White supremacy is a violent system of oppression that harms Black, Indigenous and People of Colour.

And if you are a person who holds white privilege, then you are complicit in upholding that harm, whether you realise it or not. This is not my opinion. This is fact. And if you are person who holds white privilege, the question you should be asking isn’t whether or not this is true, but rather, what are you going to do about it Essential for all people who hold white privilege, this book will open your eyes and change your life.

 

Evil Geniuses: The Unmaking of America

Kurt Andersen

When did America give up on fairness? The author of Fantasyland tells the epic history of how America decided that big business gets whatever it wants, only the rich get richer, and nothing should ever change—and charts a way back to the future.

Why and how did America take such a wrong turn? In this deeply researched and brilliantly woven cultural, economic, and political chronicle, Kurt Andersen offers a fresh, provocative, and eye-opening history of America’s undoing, naming names, showing receipts, and unsparingly assigning blame—to the radical right in economics and the law, the high priests of high finance, a complacent and complicit Establishment, and liberal “useful idiots,” among whom he includes himself.

 

Corporate Power in Australia: Do the 1% Rule?

Lindy Edwards

Trust in Australian democracy has more than halved over the last decade, from 86% in 2007 to 41% in 2018. Part of this erosion of trust stems from a belief that big business has too much power.

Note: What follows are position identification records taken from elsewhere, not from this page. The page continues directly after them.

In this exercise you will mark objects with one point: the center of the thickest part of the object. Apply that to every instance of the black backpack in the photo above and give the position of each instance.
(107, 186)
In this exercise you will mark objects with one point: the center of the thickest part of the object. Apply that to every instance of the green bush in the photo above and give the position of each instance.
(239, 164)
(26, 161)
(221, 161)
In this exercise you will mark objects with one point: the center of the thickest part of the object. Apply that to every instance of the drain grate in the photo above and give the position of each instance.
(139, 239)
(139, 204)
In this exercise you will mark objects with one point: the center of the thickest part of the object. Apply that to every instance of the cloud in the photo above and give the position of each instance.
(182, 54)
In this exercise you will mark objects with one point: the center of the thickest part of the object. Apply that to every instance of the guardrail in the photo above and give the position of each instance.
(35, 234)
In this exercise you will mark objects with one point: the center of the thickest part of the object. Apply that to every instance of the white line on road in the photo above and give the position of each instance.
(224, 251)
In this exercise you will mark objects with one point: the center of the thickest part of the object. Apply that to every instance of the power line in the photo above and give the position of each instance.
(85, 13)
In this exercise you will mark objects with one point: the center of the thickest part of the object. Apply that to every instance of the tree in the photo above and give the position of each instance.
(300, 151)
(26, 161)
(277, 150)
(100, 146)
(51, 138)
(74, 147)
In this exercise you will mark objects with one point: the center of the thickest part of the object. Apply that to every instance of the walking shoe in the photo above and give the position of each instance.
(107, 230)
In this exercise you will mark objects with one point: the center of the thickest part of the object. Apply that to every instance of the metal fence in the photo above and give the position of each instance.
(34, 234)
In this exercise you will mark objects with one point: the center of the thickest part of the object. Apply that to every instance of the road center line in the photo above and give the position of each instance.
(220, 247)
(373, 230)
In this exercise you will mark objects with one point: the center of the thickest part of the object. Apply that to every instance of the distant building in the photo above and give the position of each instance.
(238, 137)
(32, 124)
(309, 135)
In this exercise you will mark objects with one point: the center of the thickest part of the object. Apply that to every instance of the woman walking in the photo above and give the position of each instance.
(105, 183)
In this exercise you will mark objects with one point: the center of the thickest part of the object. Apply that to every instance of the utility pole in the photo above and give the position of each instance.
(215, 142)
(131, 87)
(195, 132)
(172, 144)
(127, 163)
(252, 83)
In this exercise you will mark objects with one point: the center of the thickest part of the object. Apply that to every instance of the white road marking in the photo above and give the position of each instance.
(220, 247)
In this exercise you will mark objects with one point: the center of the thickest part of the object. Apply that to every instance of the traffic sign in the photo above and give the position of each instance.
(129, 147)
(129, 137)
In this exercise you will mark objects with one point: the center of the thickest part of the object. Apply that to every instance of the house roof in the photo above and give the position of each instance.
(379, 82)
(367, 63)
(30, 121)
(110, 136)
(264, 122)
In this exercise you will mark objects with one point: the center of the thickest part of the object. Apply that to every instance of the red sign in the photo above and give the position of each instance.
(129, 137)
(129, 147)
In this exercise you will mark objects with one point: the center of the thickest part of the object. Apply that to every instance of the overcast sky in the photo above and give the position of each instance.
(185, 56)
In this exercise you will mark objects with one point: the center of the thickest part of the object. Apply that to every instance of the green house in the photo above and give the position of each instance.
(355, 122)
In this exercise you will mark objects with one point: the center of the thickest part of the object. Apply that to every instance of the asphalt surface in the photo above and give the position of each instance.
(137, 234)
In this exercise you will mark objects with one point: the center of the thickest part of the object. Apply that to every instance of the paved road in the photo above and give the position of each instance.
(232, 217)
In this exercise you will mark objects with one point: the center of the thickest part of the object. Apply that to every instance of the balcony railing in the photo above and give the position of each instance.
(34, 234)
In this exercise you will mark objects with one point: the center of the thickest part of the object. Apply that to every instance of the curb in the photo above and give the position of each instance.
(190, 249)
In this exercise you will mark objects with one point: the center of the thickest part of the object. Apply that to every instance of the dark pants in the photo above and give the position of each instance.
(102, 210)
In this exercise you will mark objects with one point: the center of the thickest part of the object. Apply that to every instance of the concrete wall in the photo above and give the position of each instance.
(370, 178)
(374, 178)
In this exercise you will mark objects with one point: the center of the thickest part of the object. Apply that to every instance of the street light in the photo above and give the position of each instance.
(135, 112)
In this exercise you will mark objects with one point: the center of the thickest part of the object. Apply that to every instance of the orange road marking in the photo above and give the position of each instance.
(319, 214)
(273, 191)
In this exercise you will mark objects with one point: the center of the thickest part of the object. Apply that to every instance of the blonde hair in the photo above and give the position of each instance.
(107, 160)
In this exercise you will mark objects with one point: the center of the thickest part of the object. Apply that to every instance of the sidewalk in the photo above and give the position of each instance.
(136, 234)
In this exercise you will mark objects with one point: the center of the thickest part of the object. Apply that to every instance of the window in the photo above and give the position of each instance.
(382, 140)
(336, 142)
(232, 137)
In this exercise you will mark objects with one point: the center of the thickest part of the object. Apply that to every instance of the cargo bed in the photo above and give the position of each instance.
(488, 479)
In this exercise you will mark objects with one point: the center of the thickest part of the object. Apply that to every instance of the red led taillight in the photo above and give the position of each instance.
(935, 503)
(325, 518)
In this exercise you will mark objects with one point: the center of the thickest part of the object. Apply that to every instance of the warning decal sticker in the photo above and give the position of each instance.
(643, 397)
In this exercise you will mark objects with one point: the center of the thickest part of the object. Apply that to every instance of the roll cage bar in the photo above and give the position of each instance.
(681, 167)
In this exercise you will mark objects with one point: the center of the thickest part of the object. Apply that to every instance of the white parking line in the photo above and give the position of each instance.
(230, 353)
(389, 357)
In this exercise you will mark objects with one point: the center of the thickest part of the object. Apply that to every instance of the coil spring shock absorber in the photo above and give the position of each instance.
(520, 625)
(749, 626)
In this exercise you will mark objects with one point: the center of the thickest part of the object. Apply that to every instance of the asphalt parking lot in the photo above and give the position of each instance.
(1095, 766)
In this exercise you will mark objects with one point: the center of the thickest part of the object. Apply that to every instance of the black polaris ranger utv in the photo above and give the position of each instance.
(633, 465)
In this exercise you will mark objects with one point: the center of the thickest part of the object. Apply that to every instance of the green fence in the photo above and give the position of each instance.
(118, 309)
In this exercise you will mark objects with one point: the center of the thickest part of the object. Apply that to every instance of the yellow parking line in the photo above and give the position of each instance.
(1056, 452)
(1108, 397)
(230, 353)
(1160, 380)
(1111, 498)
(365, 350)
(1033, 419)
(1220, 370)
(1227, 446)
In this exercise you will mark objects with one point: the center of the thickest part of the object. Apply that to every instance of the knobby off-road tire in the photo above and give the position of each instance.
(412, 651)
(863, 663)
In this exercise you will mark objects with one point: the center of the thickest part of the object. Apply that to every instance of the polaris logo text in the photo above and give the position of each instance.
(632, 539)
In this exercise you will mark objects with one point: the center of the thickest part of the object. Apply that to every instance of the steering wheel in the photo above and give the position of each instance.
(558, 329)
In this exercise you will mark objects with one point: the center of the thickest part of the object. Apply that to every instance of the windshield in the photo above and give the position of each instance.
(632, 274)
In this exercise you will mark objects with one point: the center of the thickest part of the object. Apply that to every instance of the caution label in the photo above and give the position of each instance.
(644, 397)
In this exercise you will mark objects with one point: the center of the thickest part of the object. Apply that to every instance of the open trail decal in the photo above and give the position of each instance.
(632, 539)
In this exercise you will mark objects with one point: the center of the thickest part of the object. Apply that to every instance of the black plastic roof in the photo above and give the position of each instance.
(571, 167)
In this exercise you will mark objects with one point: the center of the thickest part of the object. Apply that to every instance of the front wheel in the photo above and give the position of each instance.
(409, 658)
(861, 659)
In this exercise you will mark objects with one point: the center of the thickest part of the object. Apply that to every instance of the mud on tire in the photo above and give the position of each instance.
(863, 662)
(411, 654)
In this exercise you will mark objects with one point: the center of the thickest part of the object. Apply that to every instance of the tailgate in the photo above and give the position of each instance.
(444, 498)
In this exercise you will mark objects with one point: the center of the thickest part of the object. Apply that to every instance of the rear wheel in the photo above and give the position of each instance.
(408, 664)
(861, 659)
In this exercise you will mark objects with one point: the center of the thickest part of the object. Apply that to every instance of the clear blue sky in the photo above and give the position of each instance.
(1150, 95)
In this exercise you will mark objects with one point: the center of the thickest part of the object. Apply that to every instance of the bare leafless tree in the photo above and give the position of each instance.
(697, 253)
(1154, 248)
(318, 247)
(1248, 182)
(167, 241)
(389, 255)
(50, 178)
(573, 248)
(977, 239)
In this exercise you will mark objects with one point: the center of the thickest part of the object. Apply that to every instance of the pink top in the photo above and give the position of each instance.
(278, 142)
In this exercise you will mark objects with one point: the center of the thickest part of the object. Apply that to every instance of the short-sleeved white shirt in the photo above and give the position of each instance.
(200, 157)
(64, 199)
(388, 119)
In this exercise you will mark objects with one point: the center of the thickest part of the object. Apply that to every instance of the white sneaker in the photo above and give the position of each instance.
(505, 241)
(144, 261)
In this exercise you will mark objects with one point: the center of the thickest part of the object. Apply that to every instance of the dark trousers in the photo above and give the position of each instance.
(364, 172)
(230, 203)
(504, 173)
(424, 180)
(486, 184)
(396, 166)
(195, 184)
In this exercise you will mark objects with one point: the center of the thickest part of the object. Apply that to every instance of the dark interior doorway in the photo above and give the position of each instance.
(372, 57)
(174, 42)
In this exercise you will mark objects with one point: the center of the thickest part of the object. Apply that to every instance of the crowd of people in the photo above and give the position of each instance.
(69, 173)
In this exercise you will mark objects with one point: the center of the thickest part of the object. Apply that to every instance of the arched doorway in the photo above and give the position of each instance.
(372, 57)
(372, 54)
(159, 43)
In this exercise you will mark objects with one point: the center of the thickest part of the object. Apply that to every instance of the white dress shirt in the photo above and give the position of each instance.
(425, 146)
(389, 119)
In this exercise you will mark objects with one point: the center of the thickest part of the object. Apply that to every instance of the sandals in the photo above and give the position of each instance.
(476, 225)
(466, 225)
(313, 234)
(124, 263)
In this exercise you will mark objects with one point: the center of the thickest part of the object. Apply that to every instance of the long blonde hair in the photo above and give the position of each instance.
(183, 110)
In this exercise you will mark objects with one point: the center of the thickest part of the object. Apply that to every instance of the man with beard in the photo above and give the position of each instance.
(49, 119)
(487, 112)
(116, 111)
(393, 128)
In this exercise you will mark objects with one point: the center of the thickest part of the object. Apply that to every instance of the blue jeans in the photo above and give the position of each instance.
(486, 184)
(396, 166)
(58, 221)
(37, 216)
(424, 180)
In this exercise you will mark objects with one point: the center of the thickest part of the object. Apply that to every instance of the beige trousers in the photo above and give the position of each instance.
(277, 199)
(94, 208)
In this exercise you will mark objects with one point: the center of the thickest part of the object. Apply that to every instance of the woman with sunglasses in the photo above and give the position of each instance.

Community concerns have sparked major campaigns for a federal anti-corruption body and political donations reform. People are concerned that politicians are privileging the concerns of their mates in big business over the community or the public good. This book sets out to test the evidence for these public fears, considering mining companies and the mining tax; the banks and the financial advice scandals; Telstra and the NBN; News Ltd and media reform; Coles and Woolies versus the farmers; and attempts by government to reform contract laws and laws on the abuse of market power. It asks if the major corporates are disproportionately winning in our political debates? And if so, why?

 

Upturn: A Better Normal After COVID-19

Ed. Tanya Plibersek

COVID-19 has resulted in changes none of us could have imagined, but what happens next?

If you had asked most people a year ago, they would have told you there was no way that school children could shift overnight to online learning; that it was impossible for banks to offer mortgage holidays; impossible to double unemployment benefits; impossible to house rough sleepers or put a hold on evictions; impossible to offer wages subsidies and definitely impossible to get Australians to stay home from the beach and the pub. But we did it. In Upturn Tanya Plibersek brings together some of the country’s most interesting thinkers who are ready to imagine a better Australia, and to fight for it. It is a compelling vision for a stronger economy, a fairer society and a more environmentally sustainable future.